6 Thermaltake Tsunami Review

With the Tsunami’s side panel removed, you can see that there is a lot of room inside the case. Unfortunately, the Tsunami does not come with a removable motherboard try like its Wave Master counterpart, making motherboard swaps and other work on your PC a little less enjoyable.

10 Thermaltake Tsunami Review

Here we can see the four 5.25″ and two 3.5″ exposed drive bays on the Tsunami’s front panel. Drives are just slid into the case using the provided drive mounts, an idea I first did not like in cases but eventually grew into.

14 Thermaltake Tsunami Review

Towards the bottom of the case we can see the drive cage that can house up to five 3.5″ internal devices.

13 Thermaltake Tsunami Review

Right in front of the drive cage we can see a 120mm intake fan that acts to both circulate air throughout your case and to keep your hard drives running cool.

11 Thermaltake Tsunami Review

I first ran into the idea of locking in your PCI devices using clips with the Centurion 5, and did not like them because of their cheap implementation. However, the Tsunami has an easier to use and more durable design, one that I did not mind using for my AGP and PCI devices.

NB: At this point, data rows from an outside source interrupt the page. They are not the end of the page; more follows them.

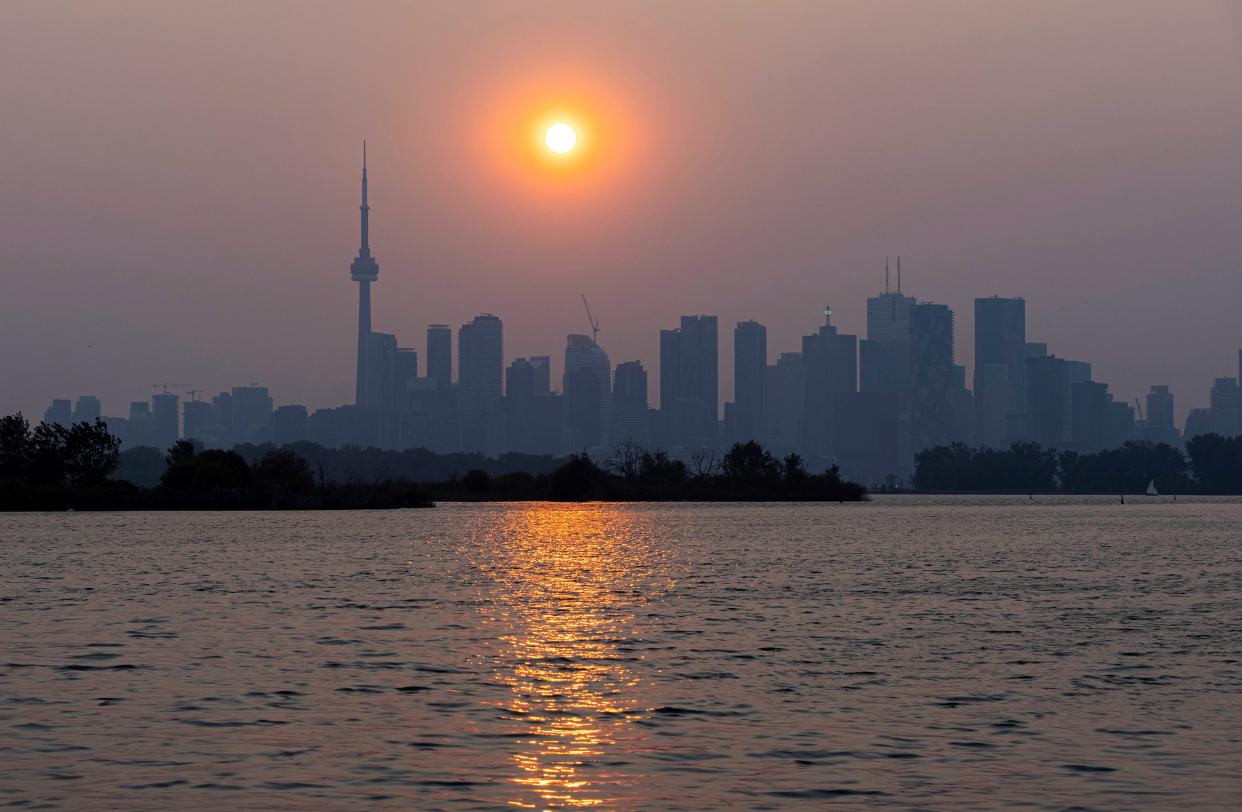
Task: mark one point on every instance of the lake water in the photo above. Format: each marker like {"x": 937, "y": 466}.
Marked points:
{"x": 908, "y": 652}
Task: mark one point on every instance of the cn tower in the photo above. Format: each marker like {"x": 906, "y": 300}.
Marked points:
{"x": 364, "y": 270}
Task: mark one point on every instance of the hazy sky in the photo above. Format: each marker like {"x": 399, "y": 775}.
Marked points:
{"x": 179, "y": 180}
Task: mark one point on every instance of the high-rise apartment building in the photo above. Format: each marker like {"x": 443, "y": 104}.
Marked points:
{"x": 440, "y": 354}
{"x": 1000, "y": 340}
{"x": 87, "y": 410}
{"x": 167, "y": 414}
{"x": 588, "y": 392}
{"x": 830, "y": 360}
{"x": 689, "y": 400}
{"x": 480, "y": 353}
{"x": 749, "y": 381}
{"x": 631, "y": 416}
{"x": 60, "y": 412}
{"x": 933, "y": 375}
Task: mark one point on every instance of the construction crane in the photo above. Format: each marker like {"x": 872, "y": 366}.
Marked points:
{"x": 595, "y": 325}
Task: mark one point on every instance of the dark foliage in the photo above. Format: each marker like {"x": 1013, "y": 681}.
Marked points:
{"x": 1031, "y": 468}
{"x": 51, "y": 456}
{"x": 747, "y": 473}
{"x": 57, "y": 468}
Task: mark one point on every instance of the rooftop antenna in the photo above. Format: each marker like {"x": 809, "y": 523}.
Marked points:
{"x": 595, "y": 325}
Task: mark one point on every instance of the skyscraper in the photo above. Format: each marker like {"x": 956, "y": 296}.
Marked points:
{"x": 167, "y": 411}
{"x": 364, "y": 270}
{"x": 831, "y": 364}
{"x": 1160, "y": 417}
{"x": 932, "y": 376}
{"x": 689, "y": 400}
{"x": 379, "y": 370}
{"x": 588, "y": 391}
{"x": 440, "y": 354}
{"x": 1000, "y": 339}
{"x": 200, "y": 422}
{"x": 886, "y": 354}
{"x": 480, "y": 353}
{"x": 1047, "y": 401}
{"x": 87, "y": 410}
{"x": 749, "y": 381}
{"x": 1226, "y": 400}
{"x": 786, "y": 404}
{"x": 60, "y": 412}
{"x": 290, "y": 425}
{"x": 631, "y": 419}
{"x": 251, "y": 412}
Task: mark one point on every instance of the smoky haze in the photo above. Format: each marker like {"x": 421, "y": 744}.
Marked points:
{"x": 179, "y": 181}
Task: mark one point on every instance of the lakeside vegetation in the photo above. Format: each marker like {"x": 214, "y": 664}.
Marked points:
{"x": 1211, "y": 464}
{"x": 51, "y": 467}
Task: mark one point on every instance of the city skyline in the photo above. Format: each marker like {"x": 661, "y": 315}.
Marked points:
{"x": 206, "y": 255}
{"x": 870, "y": 406}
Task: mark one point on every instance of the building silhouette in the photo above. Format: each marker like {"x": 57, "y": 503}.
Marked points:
{"x": 440, "y": 355}
{"x": 588, "y": 392}
{"x": 785, "y": 407}
{"x": 87, "y": 410}
{"x": 631, "y": 415}
{"x": 1000, "y": 376}
{"x": 480, "y": 353}
{"x": 748, "y": 417}
{"x": 689, "y": 405}
{"x": 167, "y": 415}
{"x": 830, "y": 360}
{"x": 60, "y": 412}
{"x": 933, "y": 376}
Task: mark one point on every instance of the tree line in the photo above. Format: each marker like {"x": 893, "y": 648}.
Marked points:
{"x": 748, "y": 472}
{"x": 1210, "y": 464}
{"x": 50, "y": 467}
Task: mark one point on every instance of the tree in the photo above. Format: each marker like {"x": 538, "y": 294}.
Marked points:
{"x": 575, "y": 479}
{"x": 285, "y": 472}
{"x": 15, "y": 447}
{"x": 704, "y": 463}
{"x": 47, "y": 453}
{"x": 211, "y": 469}
{"x": 749, "y": 463}
{"x": 626, "y": 460}
{"x": 793, "y": 469}
{"x": 90, "y": 453}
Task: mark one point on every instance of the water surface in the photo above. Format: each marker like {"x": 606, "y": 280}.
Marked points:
{"x": 908, "y": 653}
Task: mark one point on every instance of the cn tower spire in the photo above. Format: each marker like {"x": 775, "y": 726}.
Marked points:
{"x": 365, "y": 247}
{"x": 364, "y": 270}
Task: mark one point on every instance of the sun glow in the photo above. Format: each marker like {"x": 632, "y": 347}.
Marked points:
{"x": 560, "y": 138}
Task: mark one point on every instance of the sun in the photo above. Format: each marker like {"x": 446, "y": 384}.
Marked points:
{"x": 560, "y": 138}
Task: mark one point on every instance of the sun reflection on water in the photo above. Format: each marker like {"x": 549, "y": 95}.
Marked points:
{"x": 568, "y": 582}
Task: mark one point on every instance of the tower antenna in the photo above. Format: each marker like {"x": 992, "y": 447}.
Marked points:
{"x": 595, "y": 325}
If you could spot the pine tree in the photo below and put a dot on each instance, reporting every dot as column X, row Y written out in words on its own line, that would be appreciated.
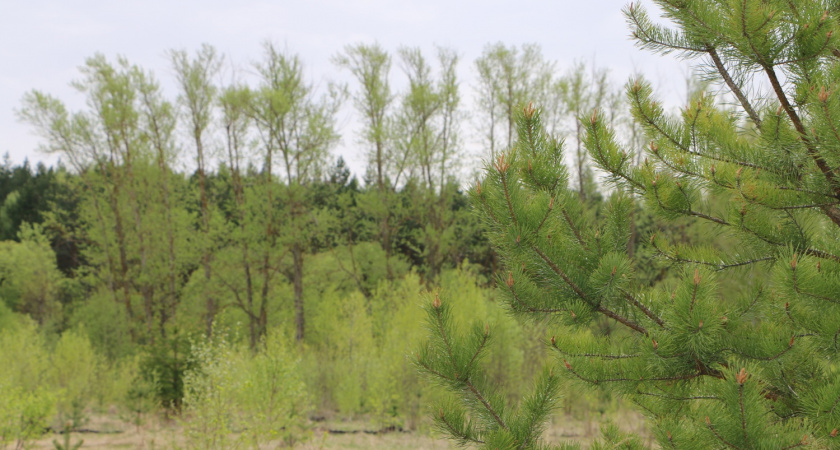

7 Thermaltake Tsunami Review

Of course also included is a blue LED 120mm exhaust fan. A feature that is often overlooked is the included chassis intruder detector. You can see it on the bottom left corner of the case, and when coupled with a motherboard that supports it, will sound an alarm if your side panel is opened. This is not a feature that I would use in my system, but since Thermaltake is giving you the option of locking up your front bezel, I suppose a chassis intrusion alarm wouldn’t hurt.